Estimating fractional cover

Learning goals

Understand the basic concept of linear spectral unmixing and generation of synthetic training data
Use Support Vector Regression (SVR) models and Random Forest Regression (RFR) to estimate fractional cover of photosynthetic vegetation (PV), non-photosynthetic vegetation (NPV) and soil for agricultural fields in northeastern Germany.
Evaluate fractional cover estimates from Sentinel-2 with reference fractional cover

Background

The mixed pixel problem

In this course, you have already learned how to make use of multispectral data to generate land cover maps. However, you may have noticed that often a pixel contains more than one cover type. This happens when the land cover is heterogeneous on the sub-pixel scale. Classification approaches assign discrete labels to a pixel and can thus be of limited use for estimating the true distribution of a surface material. In many cases (but very much depending on the training dataset), the dominant class label will be assigned by the classification model. We thereby underestimate the proportion(s) of the minority class(es), while overestimating the proportion of the dominant class.

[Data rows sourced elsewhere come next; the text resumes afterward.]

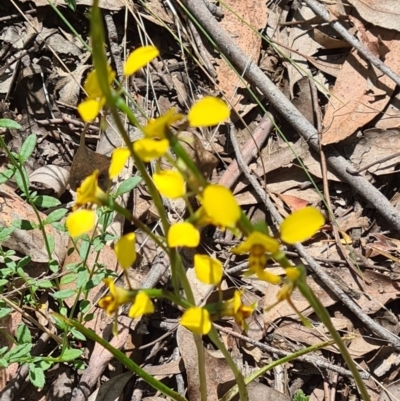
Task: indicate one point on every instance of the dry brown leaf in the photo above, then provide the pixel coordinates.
(391, 116)
(260, 392)
(382, 289)
(29, 242)
(391, 392)
(285, 310)
(283, 156)
(112, 5)
(361, 92)
(217, 371)
(84, 163)
(50, 176)
(384, 13)
(294, 202)
(327, 41)
(373, 146)
(255, 13)
(105, 256)
(112, 389)
(352, 220)
(160, 11)
(295, 331)
(301, 41)
(68, 85)
(100, 357)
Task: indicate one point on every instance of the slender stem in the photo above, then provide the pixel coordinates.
(234, 390)
(238, 375)
(322, 313)
(202, 366)
(120, 356)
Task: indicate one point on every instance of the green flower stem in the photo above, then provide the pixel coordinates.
(238, 375)
(235, 389)
(181, 153)
(20, 169)
(124, 212)
(120, 356)
(201, 361)
(281, 258)
(323, 315)
(244, 224)
(120, 103)
(100, 63)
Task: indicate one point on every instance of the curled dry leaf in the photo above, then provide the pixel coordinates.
(29, 242)
(384, 13)
(375, 145)
(361, 92)
(217, 371)
(255, 13)
(50, 176)
(112, 389)
(112, 5)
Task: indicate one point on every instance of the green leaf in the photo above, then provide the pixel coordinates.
(63, 294)
(36, 376)
(46, 201)
(10, 124)
(77, 334)
(52, 245)
(22, 180)
(88, 317)
(4, 312)
(68, 278)
(129, 363)
(54, 266)
(5, 233)
(71, 354)
(3, 363)
(44, 284)
(59, 227)
(55, 216)
(27, 148)
(71, 4)
(6, 175)
(128, 185)
(84, 306)
(83, 251)
(23, 262)
(44, 365)
(21, 350)
(24, 225)
(23, 335)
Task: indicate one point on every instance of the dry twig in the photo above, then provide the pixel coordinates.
(283, 105)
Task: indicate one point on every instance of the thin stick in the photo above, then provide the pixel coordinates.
(324, 173)
(283, 105)
(341, 30)
(315, 267)
(319, 362)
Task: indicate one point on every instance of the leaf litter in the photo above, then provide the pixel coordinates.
(359, 106)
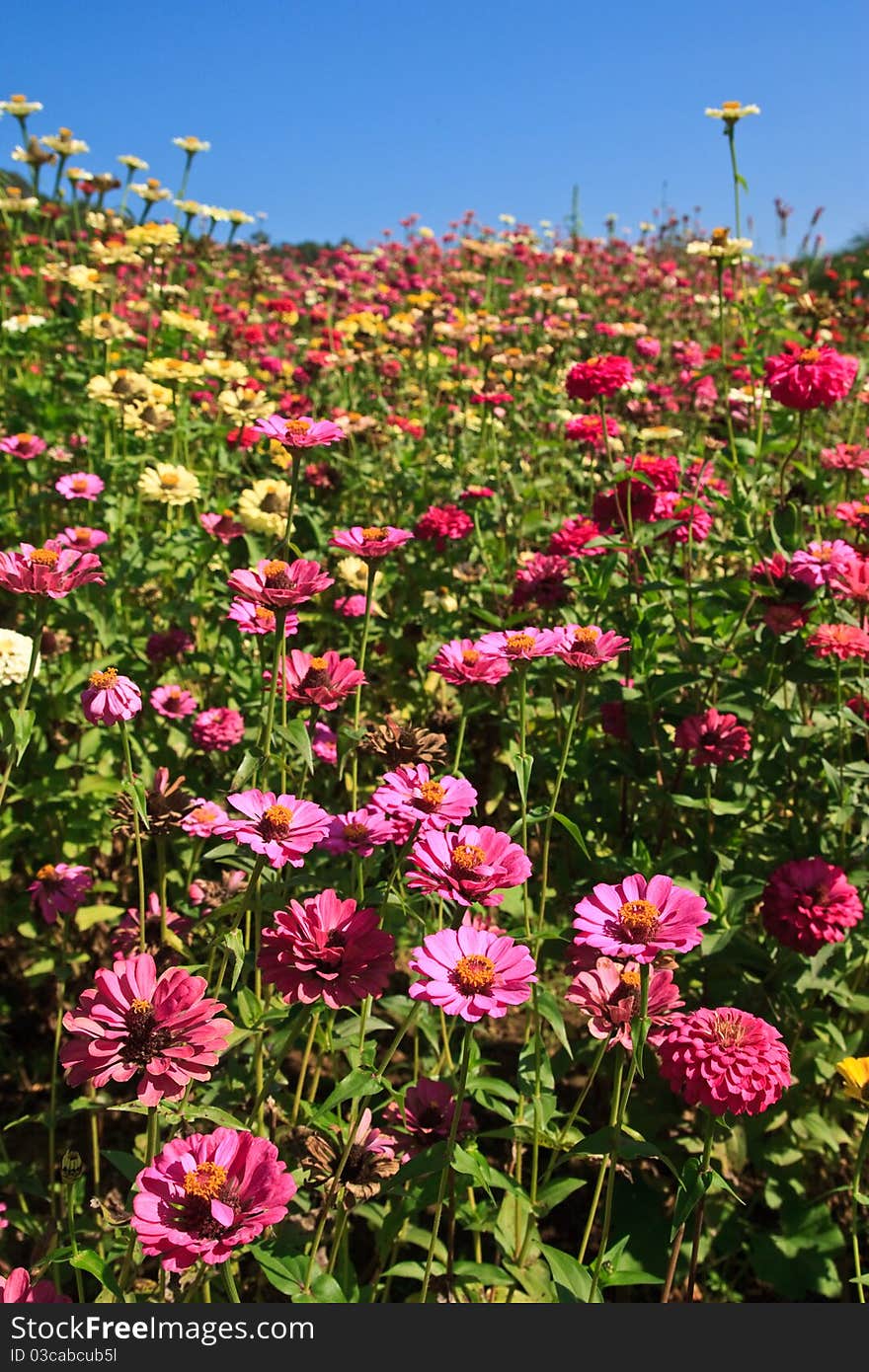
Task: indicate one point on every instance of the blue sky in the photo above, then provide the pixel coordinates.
(340, 118)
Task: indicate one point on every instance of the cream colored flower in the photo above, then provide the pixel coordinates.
(15, 657)
(263, 506)
(169, 483)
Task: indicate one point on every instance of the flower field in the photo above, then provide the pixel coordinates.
(433, 760)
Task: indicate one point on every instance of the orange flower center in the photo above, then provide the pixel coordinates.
(276, 820)
(639, 918)
(474, 973)
(105, 681)
(44, 556)
(519, 644)
(467, 857)
(206, 1181)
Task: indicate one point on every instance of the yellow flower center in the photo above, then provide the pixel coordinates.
(474, 973)
(206, 1181)
(44, 556)
(105, 681)
(467, 857)
(639, 918)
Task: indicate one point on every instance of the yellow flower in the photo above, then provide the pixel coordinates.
(855, 1076)
(169, 483)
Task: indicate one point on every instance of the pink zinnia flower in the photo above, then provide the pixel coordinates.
(461, 663)
(110, 697)
(302, 432)
(327, 950)
(639, 919)
(369, 542)
(810, 901)
(59, 889)
(20, 1288)
(609, 995)
(206, 1195)
(600, 376)
(412, 794)
(260, 619)
(134, 1021)
(280, 827)
(278, 584)
(472, 973)
(80, 538)
(202, 818)
(217, 730)
(426, 1115)
(358, 832)
(22, 445)
(822, 563)
(224, 526)
(470, 866)
(173, 701)
(48, 571)
(520, 644)
(724, 1059)
(841, 641)
(587, 648)
(805, 379)
(80, 486)
(319, 681)
(713, 738)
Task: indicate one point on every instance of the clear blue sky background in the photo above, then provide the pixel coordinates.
(338, 118)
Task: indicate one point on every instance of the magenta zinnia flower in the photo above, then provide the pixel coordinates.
(134, 1021)
(281, 827)
(472, 973)
(609, 995)
(206, 1195)
(468, 866)
(639, 919)
(724, 1059)
(109, 697)
(369, 542)
(810, 901)
(327, 950)
(48, 571)
(713, 738)
(278, 584)
(59, 889)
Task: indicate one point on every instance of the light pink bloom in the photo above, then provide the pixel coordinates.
(278, 584)
(217, 730)
(109, 697)
(327, 950)
(302, 432)
(260, 619)
(206, 1195)
(470, 866)
(51, 571)
(80, 538)
(639, 919)
(587, 648)
(471, 973)
(461, 663)
(59, 889)
(80, 486)
(133, 1021)
(609, 995)
(358, 832)
(280, 827)
(369, 542)
(725, 1061)
(173, 701)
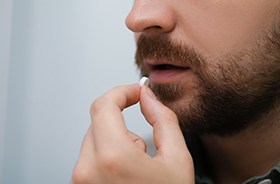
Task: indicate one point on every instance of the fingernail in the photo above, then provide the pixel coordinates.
(151, 93)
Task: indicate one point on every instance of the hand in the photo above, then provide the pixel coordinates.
(111, 154)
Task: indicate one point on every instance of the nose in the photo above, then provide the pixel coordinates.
(155, 15)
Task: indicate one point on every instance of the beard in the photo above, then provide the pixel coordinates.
(232, 92)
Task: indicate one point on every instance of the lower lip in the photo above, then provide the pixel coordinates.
(168, 76)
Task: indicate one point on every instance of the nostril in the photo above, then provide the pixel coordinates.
(146, 15)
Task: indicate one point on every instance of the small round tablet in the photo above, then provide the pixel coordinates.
(145, 81)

A good example are urban areas, where e.g. rooftops, streets and single trees fall within a single Sentinel-2 or Landsat pixel. On agricultural fields, pixels often contain mixtures of photosynthetically active vegetation, dead plant material (e.g. litter or standing dead biomass) and open soil. As the cover quantities vary over time on croplands, we can use fractional cover to better understand the vegetation changes in response to e.g. land management and weather extremes.

Fig. by Ali et al. (2016) DOI: 10.1093/jpe/rtw005

With fraction mapping we attempt to map the fraction of a variety of classes within a pixel. This can either be done by using spectral mixture analysis or regression approaches.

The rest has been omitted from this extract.